Nakesendo Trail Day Three: The not so hardest part
The trail winding over the Torii pass was held to be the toughest part of the Nakasendo Trail. The towns either side made their living from travellers preparing for the pass, which is steep and high. That said, maybe our travels on the Inca Trail and the alps of New Zealand have left us over-prepared for this sort of thing, but really there was nothing to it.
Callum was our guide for the day and we had an inauspicious start when, through no fault of his, we went astray almost immediately after leaving the train station. We would have turned back earlier were it not for another walker striding confidently along about 50 metres in front of us. Eventually though, it became apparent that we were nowhere near where we needed to be and turned back. The other walker soon came to the same conclusion and we reversed positions. When he caught up to us, it turned out he was a South African living in London who had no real idea of where he was going, so he joined our party for the walk.
The first part of the trail led up on roads by the train tracks, but soon enough we were back onto a path leading through the forest. We zig-zagged up and up until the trains and houses looked like toys beneath us. The forest was made up of spruce and a type of beach tree, and was still clearly awaiting Spring to hit it at this altitude. As we went upwards there were banks of snow in the shaded parts of the trail, but the day was warm enough that we were walking in t-shirts.
We came to the top of the pass soon enough, so soon in fact that all five of us stood looking at each other with a sort of “Was that it? Surely there’s some more.” look. The top is marked by a gate and shrine, built by a grateful Samurai in the 1500s, that gives the pass its name.

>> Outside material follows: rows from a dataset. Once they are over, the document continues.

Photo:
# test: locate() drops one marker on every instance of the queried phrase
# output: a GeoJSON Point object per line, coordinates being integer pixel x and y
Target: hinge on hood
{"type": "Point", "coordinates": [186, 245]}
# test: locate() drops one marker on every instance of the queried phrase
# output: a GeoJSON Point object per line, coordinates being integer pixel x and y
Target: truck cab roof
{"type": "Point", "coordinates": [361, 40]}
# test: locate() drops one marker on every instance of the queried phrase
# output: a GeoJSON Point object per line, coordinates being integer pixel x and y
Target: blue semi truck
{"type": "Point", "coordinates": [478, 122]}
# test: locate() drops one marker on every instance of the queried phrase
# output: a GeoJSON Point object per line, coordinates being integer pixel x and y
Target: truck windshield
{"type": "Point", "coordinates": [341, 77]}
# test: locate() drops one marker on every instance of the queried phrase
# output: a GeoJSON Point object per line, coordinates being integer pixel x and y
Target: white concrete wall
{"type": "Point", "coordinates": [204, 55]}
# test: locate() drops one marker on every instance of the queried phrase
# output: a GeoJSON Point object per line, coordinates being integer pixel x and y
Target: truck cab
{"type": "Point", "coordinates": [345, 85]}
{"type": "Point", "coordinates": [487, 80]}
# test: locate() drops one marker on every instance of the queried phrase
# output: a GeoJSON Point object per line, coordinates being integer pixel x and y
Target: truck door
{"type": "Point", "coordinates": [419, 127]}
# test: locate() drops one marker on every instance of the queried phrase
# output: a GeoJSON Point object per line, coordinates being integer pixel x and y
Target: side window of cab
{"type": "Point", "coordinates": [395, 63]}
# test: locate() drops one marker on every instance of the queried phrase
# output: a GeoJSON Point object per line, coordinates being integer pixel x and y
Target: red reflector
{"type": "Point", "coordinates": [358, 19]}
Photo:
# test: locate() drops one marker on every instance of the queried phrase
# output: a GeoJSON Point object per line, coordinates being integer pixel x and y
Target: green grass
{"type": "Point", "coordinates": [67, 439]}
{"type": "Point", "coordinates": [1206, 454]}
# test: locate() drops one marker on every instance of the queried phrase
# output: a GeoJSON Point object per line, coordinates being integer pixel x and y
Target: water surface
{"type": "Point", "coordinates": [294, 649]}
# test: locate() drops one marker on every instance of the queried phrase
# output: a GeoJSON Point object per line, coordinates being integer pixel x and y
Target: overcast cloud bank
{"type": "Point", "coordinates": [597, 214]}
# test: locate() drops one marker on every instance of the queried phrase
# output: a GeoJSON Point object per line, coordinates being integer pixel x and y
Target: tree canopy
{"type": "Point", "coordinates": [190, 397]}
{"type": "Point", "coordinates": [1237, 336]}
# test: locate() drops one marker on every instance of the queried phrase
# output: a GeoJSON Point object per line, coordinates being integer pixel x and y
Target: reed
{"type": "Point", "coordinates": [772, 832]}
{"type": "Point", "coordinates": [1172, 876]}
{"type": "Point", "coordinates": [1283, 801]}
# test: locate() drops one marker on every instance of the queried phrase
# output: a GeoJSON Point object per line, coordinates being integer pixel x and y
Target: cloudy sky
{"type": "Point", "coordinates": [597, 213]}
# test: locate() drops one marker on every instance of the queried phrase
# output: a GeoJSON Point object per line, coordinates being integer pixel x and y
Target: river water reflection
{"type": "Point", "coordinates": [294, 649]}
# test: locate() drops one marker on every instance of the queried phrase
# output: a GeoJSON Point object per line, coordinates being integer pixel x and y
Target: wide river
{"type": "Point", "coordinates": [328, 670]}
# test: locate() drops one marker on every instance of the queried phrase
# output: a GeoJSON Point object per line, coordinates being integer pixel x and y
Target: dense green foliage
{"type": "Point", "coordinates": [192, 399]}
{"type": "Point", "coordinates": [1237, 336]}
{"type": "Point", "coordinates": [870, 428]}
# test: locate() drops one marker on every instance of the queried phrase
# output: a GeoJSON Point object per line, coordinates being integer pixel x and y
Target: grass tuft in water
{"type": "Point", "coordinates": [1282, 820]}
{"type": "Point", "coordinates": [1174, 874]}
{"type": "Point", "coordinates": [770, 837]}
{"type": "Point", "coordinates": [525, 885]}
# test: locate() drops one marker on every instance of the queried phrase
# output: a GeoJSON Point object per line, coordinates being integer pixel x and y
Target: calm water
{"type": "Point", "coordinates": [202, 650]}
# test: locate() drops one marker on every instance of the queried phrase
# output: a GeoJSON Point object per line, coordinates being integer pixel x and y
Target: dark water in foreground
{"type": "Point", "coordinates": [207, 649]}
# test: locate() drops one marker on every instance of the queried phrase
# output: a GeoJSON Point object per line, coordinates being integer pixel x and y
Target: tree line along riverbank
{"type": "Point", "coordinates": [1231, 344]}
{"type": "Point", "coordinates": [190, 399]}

The trip down the other side was almost a mirror image of the way up. The only significant difference being that we ran into a group of Japanese walkers one of whom decided to talk to us in Japanese – a lot. The only thing we could really make out through her exuberant smiling and arm waving was that she thought the boys and I were handsome – leaving our poor South African friend, who actually was handsome, out of the picture. We made that out because she said it a lot, and I mean a lot, until we managed to extract ourselves from her company with a lot of bowing and “arigatos’.
And so we made our way into Narai – the town of a thousand inns. Because of the pass Narai was filled with inns back in the days when the Nakasendo Trail was the only way between Kyoto and Edo. Even today the main street is lined with small shops and places to stay. Our own is a strange place, very much like something out of a medieval movie (if not reality). The front facade is only a couple of metres wide, but the place snakes on backwards up and down a bewildering array of stairs and round convoluted turns. Our rooms are at the very back and I feel like I need a map to find my way back to the front without finding myself in someone else’s room.